Once upon a time, Tom Hanks and Julia Roberts owned the box office. It was a magical time– often referred to as ‘the 90s’. As brightly as both Hanks and Roberts’ stars still shine, though, neither has opened a movie on the coveted 4th of July weekend in more than 15 years.
Here we are in 2011, and Hanks and Roberts’ Larry Crowne is debuting July 1. Not because it’s a big-time, sure-fire blockbuster. Not because it’s loaded with action, suspense, and special effects. No, Larry Crowne is opening on the July 4th weekend precisely because it’s none of those things. It’s the perfect anti-Transformers. And though it’s far from perfect itself, it’s a welcome change of pace during these big-bang-boom summer months.
Larry Crowne (which Hanks also directed and co-wrote) is the story of a 50-something guy who spends his days flaired to the nines as a sales associate at U-Mart. He’s friends with all his co-workers, he cares about the customers, and he even goes out of his way to pick up other folks’ litter as he walks through the parking lot. He’s so good that he’s won Employee of the Month nine times.
So of course it only follows that he gets laid off. Turns out Larry never attended college, and U-Mart policy states that only college grads will be considered for management. Since Larry’s dead weight, he’s dropped quicker than a rollback price. Unemployed, divorced, and unable to find a job ‘in today’s economy’, Larry finds himself at East Valley Community College (Go Beavers!) where he can hopefully get his life back on track. He trades in his gas-guzzler for a scooter, enrolls in “The Art of Informal Remarks”, and begins his path to enlightenment.
His teacher, Mercedes Tainot (Roberts), is cut from almost the same cloth, it seems, as Cameron Diaz’ Elizabeth in the recent Bad Teacher. Though not as callous and rude as Elizabeth, Mercedes is first seen nursing a hangover and whining about having to teach a class at 8 a.m. Turns out, though, all she needs is the right group of students to shake her out of her funk. And really, what teacher wouldn’t enjoy having Hanks as a student?
The slice-of-life comedy has plenty of fun along the way– Larry is adopted by a comically-friendly scooter gang, gets a part-time job at a neighborhood diner, and slowly starts getting his life back on track. And, oh yes, he also starts getting hot for teacher. Speaking of whom, Ms.
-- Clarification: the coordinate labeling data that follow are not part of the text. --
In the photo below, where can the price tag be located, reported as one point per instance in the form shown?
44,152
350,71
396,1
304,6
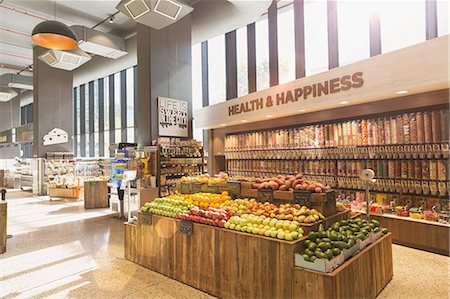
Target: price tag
234,188
185,188
302,197
146,219
213,189
186,227
331,197
265,195
196,187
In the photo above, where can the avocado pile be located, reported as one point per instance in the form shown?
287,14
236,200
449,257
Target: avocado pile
325,244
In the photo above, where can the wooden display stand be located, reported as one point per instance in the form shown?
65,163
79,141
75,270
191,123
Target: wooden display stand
231,264
3,222
96,194
63,192
429,236
363,276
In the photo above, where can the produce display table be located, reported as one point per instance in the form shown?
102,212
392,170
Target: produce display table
63,192
222,262
363,276
3,221
420,234
95,194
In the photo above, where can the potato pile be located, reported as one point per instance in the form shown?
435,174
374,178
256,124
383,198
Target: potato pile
289,183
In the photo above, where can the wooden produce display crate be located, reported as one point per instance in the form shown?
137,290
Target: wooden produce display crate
96,194
362,276
222,262
63,192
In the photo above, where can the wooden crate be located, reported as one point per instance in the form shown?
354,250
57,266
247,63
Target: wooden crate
96,195
362,276
63,192
224,263
433,237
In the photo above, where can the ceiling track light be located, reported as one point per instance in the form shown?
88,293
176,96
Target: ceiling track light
54,35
Tainot has issues of her own, including a lackluster husband (the excellent Bryan Cranston) who’s content to while away the hours ogling Internet porn.
The pace of Larry Crowne can easily be compared to the steady pace of Crowne’s scooter. There’s no real conflict here– Larry’s lack of employment never really reaches panic level, and it takes no time at all for him to charm Ms. Tainot. Obviously he’s the best student in the class, and of course he and she get together. And of course (spoiler alert, but not really) everything wraps up with a pretty little bow. The real fun of the movie is in seeing Hanks and Roberts shine as only they can.
For his ‘everyman’ reputation, Hanks has rarely played a character as ‘normal’ as Crowne. He’s friendly, happy, and breezes through life with a whistle and a wink. And Roberts, rebounding nicely from the snoozefest Eat Pray Love, has recaptured some of the magic that first propelled her to superstardom all those years ago.
Hanks’ direction is spot-on throughout. It’s never distracting but easily pulls you in. And though there’s nothing here that’s groundbreaking, the script (co-written by My Big Fat Greek Wedding‘s Nia Vardalos) is better than most of what we’ve seen since it started getting hot outside.
Larry Crowne isn’t in 3D, doesn’t have a single special effects shot (as near as I could tell), and nothing blows up. There are no robots, no wizards, and no superheroes.
If Transformers: Dark of the Moon is a category 5 hurricane, Larry Crowne is a cool breeze on a hot summer day. And sometimes that’s just fine.